Hi Team,
Need help with regex for LINE_BREAKER attribute in props.conf.
I have below log pattern delimited by | , however looks like this is one big event type which does not have newline or carriage return characters so i am not able to use ([\r\n]+) nor ^\w| patterns.
Our architecture needs it and i wont be using out of box psv sourcetype.
Can someone help me provide the right LINE_BREAKER pattern to be used.
Sample log
hostname|cluster_name|11/26/17 00:43:19|AB- 1|INFO| Retail.getCategoryListCodesFromProperties() retail Code List to show the link ::[02756, 2127]

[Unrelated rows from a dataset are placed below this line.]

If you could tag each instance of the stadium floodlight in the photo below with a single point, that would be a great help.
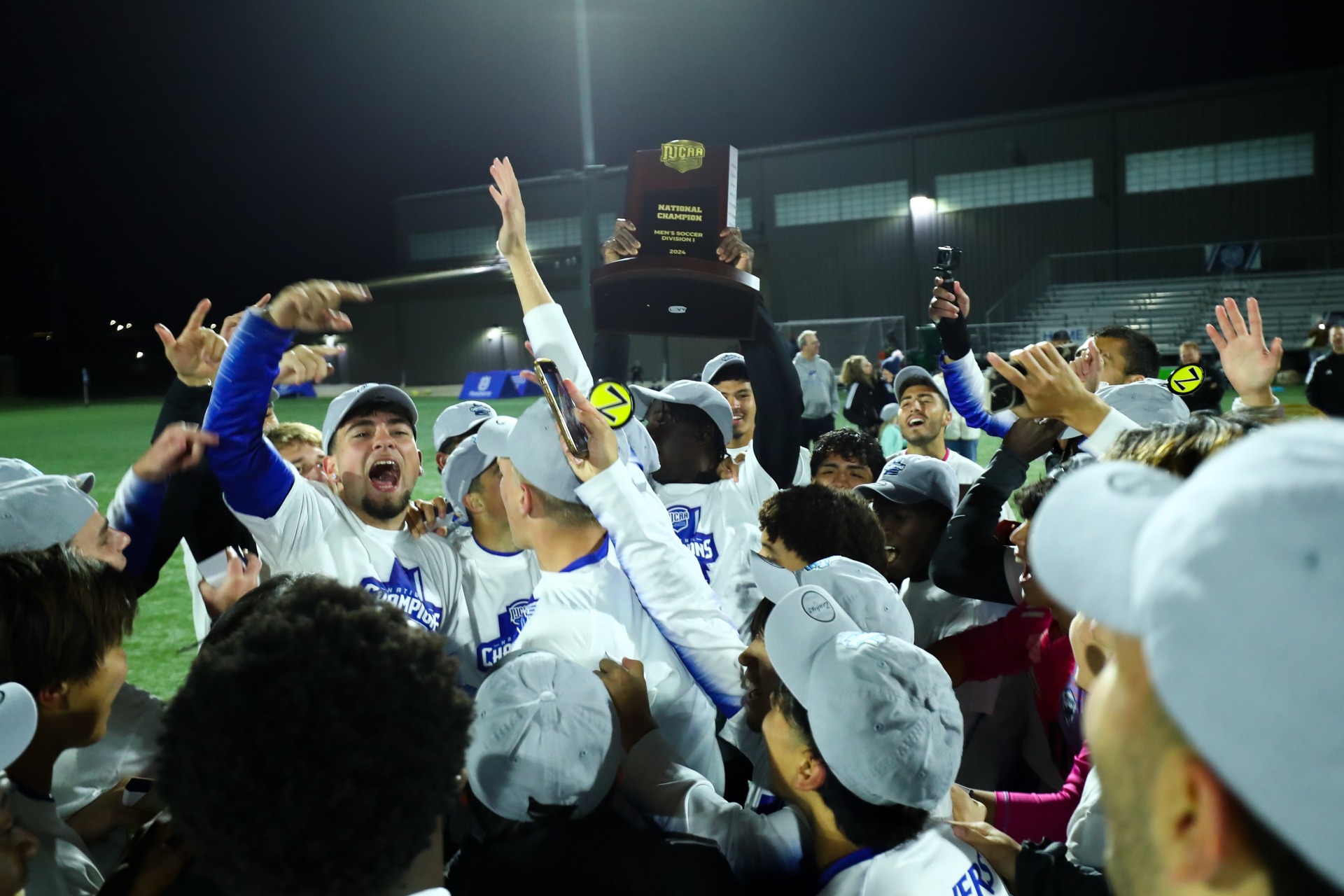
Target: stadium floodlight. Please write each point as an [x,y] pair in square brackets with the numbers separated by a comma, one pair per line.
[923,206]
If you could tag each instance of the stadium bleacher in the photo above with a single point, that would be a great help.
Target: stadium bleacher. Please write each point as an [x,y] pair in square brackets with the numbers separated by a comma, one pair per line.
[1172,311]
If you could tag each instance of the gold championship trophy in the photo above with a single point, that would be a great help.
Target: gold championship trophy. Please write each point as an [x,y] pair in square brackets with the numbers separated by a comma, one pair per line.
[679,199]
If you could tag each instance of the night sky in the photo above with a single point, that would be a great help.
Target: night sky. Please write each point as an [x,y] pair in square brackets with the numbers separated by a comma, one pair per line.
[160,152]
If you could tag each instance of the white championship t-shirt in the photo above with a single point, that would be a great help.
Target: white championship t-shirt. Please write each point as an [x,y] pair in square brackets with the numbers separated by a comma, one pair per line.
[62,865]
[720,526]
[933,862]
[588,612]
[314,531]
[498,597]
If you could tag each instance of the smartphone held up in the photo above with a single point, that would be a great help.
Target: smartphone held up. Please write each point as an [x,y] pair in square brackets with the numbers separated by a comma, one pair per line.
[562,406]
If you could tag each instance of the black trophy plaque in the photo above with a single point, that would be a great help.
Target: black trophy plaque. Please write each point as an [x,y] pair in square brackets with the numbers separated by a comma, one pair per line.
[679,198]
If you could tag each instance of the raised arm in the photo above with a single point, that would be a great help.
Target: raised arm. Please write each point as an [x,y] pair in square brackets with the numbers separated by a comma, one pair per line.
[778,397]
[547,328]
[253,476]
[667,578]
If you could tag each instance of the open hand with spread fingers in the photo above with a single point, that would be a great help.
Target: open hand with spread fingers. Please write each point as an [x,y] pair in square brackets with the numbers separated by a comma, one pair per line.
[315,305]
[1249,365]
[504,191]
[307,365]
[197,351]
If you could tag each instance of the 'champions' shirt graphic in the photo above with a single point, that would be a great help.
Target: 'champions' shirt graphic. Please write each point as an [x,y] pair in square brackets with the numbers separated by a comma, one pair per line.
[511,624]
[685,523]
[405,590]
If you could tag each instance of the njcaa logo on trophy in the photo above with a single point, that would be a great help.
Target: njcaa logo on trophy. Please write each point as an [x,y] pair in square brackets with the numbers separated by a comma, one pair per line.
[683,155]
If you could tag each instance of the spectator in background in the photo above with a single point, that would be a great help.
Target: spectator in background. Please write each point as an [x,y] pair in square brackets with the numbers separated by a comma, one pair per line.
[1209,397]
[867,394]
[889,434]
[846,458]
[302,445]
[819,388]
[891,365]
[1326,379]
[62,622]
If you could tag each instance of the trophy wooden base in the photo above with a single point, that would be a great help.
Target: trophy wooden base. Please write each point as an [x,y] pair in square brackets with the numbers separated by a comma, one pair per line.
[675,296]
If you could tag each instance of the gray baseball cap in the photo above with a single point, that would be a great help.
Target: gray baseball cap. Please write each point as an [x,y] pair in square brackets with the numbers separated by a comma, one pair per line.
[917,374]
[718,363]
[1237,680]
[860,592]
[350,399]
[882,711]
[42,511]
[910,479]
[1145,402]
[533,445]
[545,732]
[460,418]
[701,396]
[18,722]
[14,469]
[464,465]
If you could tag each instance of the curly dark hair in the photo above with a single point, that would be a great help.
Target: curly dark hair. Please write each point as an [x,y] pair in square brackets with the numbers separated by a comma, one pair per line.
[59,614]
[314,748]
[1142,356]
[863,824]
[816,522]
[850,445]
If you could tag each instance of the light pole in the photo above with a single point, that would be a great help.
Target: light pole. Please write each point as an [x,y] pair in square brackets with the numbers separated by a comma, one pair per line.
[588,216]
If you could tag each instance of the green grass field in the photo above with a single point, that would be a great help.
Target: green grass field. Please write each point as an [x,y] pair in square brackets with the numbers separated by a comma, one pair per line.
[106,438]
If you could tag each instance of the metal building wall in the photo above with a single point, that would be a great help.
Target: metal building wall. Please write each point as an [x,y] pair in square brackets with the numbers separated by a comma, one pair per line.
[881,266]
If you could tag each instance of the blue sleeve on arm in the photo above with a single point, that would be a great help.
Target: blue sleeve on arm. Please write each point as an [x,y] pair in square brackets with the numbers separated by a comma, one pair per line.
[254,479]
[134,510]
[967,402]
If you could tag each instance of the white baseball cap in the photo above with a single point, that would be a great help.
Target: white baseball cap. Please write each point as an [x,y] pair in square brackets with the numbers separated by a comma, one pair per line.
[464,465]
[914,372]
[1145,402]
[353,398]
[910,479]
[42,511]
[14,469]
[718,363]
[460,418]
[860,592]
[1219,566]
[545,734]
[18,722]
[701,396]
[533,445]
[882,711]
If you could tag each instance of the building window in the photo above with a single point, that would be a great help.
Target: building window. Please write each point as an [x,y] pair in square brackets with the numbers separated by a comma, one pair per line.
[888,199]
[479,242]
[468,242]
[1236,163]
[1015,186]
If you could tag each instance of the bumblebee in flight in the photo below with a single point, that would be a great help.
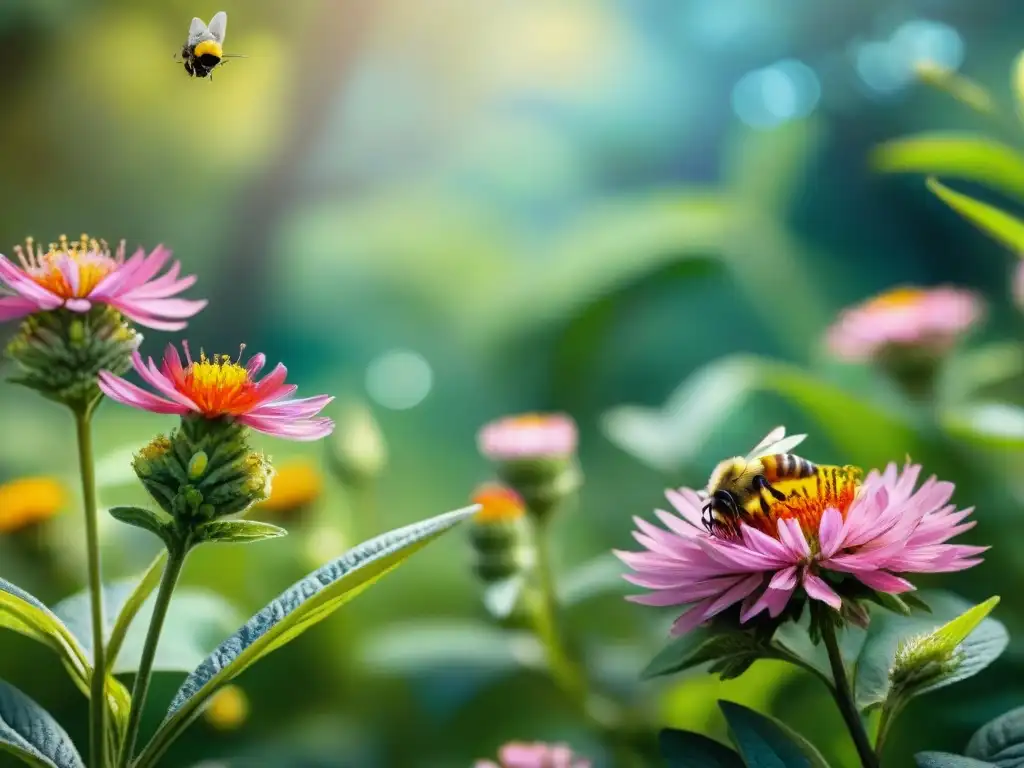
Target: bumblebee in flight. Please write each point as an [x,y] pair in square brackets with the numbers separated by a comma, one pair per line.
[203,51]
[742,487]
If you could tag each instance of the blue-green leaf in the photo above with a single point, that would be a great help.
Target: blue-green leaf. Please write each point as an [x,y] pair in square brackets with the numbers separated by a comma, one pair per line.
[304,604]
[1000,741]
[30,732]
[945,760]
[765,742]
[687,750]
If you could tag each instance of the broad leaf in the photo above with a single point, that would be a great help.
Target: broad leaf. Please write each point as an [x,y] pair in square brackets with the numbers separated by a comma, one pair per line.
[945,760]
[1005,227]
[238,531]
[1000,741]
[197,621]
[30,732]
[971,158]
[982,646]
[687,750]
[304,604]
[766,741]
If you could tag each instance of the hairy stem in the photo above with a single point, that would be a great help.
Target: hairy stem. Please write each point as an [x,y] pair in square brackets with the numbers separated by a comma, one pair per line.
[844,696]
[97,697]
[175,561]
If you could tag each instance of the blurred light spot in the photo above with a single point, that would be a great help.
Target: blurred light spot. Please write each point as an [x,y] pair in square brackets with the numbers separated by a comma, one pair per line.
[886,67]
[399,379]
[786,90]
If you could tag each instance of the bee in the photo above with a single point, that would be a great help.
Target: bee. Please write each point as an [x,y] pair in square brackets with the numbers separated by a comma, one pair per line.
[745,486]
[203,51]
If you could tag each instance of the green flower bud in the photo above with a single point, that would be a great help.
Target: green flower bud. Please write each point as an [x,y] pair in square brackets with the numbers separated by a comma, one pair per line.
[60,352]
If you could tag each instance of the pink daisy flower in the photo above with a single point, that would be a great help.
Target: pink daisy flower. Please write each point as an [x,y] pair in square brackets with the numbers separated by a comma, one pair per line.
[872,532]
[932,320]
[76,275]
[528,436]
[219,386]
[538,755]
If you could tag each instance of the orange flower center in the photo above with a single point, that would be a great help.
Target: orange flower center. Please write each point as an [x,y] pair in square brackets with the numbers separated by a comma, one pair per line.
[218,386]
[807,499]
[499,504]
[897,298]
[89,258]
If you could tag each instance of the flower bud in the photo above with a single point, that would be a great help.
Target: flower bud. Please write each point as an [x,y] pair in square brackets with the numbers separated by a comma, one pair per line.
[204,470]
[535,455]
[357,451]
[60,353]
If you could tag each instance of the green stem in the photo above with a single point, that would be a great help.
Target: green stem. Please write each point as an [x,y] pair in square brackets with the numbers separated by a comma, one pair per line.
[97,695]
[175,561]
[844,696]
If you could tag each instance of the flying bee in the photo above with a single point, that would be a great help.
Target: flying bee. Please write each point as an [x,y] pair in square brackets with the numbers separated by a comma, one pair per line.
[203,51]
[745,486]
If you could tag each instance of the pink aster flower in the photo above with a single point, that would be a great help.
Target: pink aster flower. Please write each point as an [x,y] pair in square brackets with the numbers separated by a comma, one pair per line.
[219,386]
[76,275]
[873,532]
[538,755]
[528,436]
[932,320]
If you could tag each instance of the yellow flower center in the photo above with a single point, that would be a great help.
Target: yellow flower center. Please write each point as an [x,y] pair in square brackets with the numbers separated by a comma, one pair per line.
[499,504]
[29,501]
[897,298]
[296,485]
[807,499]
[90,258]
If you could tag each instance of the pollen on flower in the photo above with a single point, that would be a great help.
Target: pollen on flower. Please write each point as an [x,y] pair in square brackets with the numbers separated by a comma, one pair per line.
[29,501]
[48,268]
[499,504]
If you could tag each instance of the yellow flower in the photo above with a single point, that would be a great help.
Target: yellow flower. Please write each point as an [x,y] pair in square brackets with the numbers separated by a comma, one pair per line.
[228,709]
[29,501]
[296,485]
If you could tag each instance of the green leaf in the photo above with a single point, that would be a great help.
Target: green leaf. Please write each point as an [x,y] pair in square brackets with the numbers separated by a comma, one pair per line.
[1000,741]
[238,531]
[30,732]
[158,522]
[408,647]
[197,621]
[878,657]
[304,604]
[1005,227]
[945,760]
[687,750]
[971,158]
[766,742]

hostname|cluster_name|11/26/17 00:49:28|AB-No Memory|object|||||||123467|123123123|01
hostname|cluster_name|11/26/17 00:51:42|AB-No Memory|object|||||||123455|123123123|00
hostname|cluster_name|11/26/17 01:04:28|AB-No Memory|object|||||||111111|123123123|01
<soapenv:Envelope xmlns:soapenv="http://schemas.xmlsoap.org/soap/envelope/"><soapenv:Header><wsse:Security xmlns:wsse="http://docs.basis-open.org/wss/2004/01/basis-2011-wss-wss-secext-1.0.xsd"><wsse:UsernameToken xmlns:wsse="http://docs.basis-open.org/wss/2004/01/basis-2011-wss-wss-secext-1.0.xsd" xmlns:wsu="http://docs.basis-open.org/wss/2004/01/basis-2011-wss-wss-utility-1.0.xsd"></soapenv:Body></soapenv:Envelope>
hostname|cluster_name|11/26/17 01:06:42|AB-No Memory|object|||||||222222|123123123|00
hostname|cluster_name|11/26/17 01:19:28|AB-No Memory|object|||||||333333|123123123|01
hostname|cluster_name|11/26/17 01:21:42|AB-No Memory|object|||||||555555|123123123|10
hostname|cluster_name|11/26/17 01:34:28|AB-No Memory|object|||||||777777|123123123|11
hostname|cluster_name|11/26/17 01:36:42|AB-No Memory|object|||||||111111|123123123|10
updated soap event
hostname|cluster_name|11/26/17 23:47:17|AB-No Memory|INFO| Webservice SOAP Request
<soapenv:Envelope xmlns:soapenv="http://schemas.xmlsoap.org/soap/envelope/"><soapenv:Header><wsse:Security xmlns:wsse="http://docs.oasis-open.org/wss/2004/01/oasis-200401-wss-wssecurity-secext-1.0.xsd"></soapenv:Envelope>
This is a little ugly, but it should work. It breaks each line before the two fields prior to the timestamp field. Of course, it won't work if either hostname or cluster_name can begin with two digits, but you should be able to adjust for that.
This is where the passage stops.